When readers see the names Mark Twain and Dan De Quille, fake news may
not be the first thing that comes to mind. But these legendary
journalists were some of the original, and most prolific, fake news
writers in the early years of Nevada's history. Frontier Fake News
puts a spotlight on the hoaxes, feuds, pranks, outright lies, witty
writing, and other literary devices utilized by a number of the Silver
State's frontier newsmen from the mid-nineteenth through the early
twentieth centuries. Often known collectively as the Sagebrush School,
these journalists were opinionated, talented, and individualistic.

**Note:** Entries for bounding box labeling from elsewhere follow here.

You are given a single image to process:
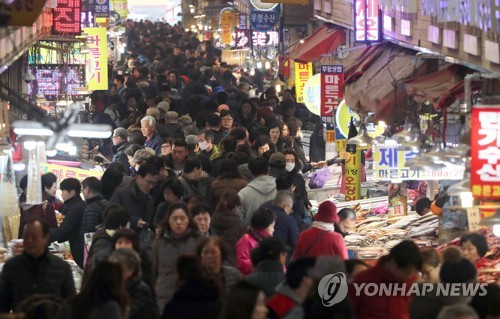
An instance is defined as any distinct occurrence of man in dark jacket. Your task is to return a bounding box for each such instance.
[141,115,163,155]
[110,163,160,233]
[112,127,130,172]
[0,218,76,313]
[81,177,108,235]
[245,237,287,298]
[50,178,87,268]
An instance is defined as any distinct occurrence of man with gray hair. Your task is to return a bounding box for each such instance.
[269,190,299,256]
[141,115,163,155]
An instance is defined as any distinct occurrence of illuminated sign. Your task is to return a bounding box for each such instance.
[294,62,313,103]
[354,0,382,42]
[28,64,85,101]
[470,105,500,200]
[250,9,278,31]
[321,65,344,123]
[52,0,82,35]
[94,0,109,18]
[83,28,108,91]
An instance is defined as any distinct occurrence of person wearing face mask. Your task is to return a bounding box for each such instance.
[198,129,220,161]
[283,149,312,224]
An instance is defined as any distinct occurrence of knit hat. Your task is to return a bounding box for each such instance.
[314,200,339,224]
[217,104,229,112]
[269,152,286,168]
[113,127,128,141]
[439,247,477,283]
[156,101,170,113]
[309,256,347,280]
[133,147,156,164]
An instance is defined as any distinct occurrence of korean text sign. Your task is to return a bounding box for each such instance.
[294,62,313,103]
[83,28,108,90]
[354,0,382,42]
[52,0,82,35]
[470,105,500,200]
[321,65,344,123]
[373,145,464,181]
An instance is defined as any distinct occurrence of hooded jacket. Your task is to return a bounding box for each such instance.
[238,175,276,226]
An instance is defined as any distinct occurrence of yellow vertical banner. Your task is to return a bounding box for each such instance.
[294,62,313,103]
[83,28,108,91]
[344,149,361,202]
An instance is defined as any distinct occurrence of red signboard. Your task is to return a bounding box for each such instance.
[52,0,82,35]
[321,65,344,123]
[470,105,500,200]
[354,0,382,42]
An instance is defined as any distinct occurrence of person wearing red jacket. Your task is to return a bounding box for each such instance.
[294,200,349,259]
[349,240,423,319]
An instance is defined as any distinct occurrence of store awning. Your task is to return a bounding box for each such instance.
[406,64,471,109]
[344,42,427,123]
[288,23,345,62]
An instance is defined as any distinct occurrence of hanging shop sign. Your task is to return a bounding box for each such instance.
[302,73,321,116]
[28,64,85,101]
[250,0,278,11]
[0,0,45,27]
[321,65,344,123]
[344,150,361,202]
[354,0,383,43]
[94,0,109,18]
[83,28,108,91]
[109,0,128,20]
[373,145,465,181]
[250,9,278,31]
[234,29,250,49]
[238,13,248,29]
[252,31,279,48]
[470,105,500,200]
[40,163,102,184]
[52,0,82,36]
[294,62,313,103]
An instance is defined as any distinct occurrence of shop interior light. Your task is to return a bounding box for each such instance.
[12,121,54,136]
[347,124,373,147]
[68,124,112,138]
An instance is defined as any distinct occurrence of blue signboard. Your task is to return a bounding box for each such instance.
[250,9,278,31]
[94,0,109,18]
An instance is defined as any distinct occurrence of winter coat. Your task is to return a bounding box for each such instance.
[266,284,304,319]
[208,177,248,209]
[161,279,222,319]
[245,260,285,298]
[80,194,108,235]
[111,142,130,173]
[236,228,271,275]
[144,131,163,156]
[210,211,245,266]
[110,180,154,233]
[294,225,349,259]
[268,205,299,250]
[0,250,76,313]
[238,175,276,226]
[54,299,128,319]
[153,229,203,313]
[50,195,87,269]
[128,280,160,319]
[348,258,418,319]
[19,192,57,238]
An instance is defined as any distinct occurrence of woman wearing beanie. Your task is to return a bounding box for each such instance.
[460,233,488,269]
[410,247,477,319]
[294,200,349,259]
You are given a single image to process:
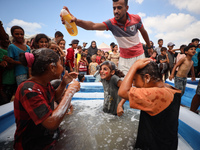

While Mark Twain (Samuel Clemens), who got his start at Virginia City's
Territorial Enterprise, and Dan De Quille (William Wright), who some
felt was a better writer than Twain, are the most well-known members of
the Sagebrush School, author Richard Moreno includes others such as Fred
Hart, who concocted a fake social club and reported on its gatherings
for Austin's Reese River Reveille, and William Forbes, who enjoyed
sprinkling clever puns with political undertones in his newspaper
articles.
Moreno traces the beginnings of genuine fake news from founding father
Benjamin Franklin's "Supplement to the Boston Independent Chronicle,
Number 705, March 1782," a fake newspaper aimed at swaying British
public opinion, to the fake news articles of New York and Baltimore
papers in the early 1800s. But these examples are only a prelude to the
amazing accounts of petrified men, freeze-inducing solar armor,
magically magnetic rocks, blood-curdling massacres, and other nonsense
stories that appeared in Nevada's frontier newspapers and beyond.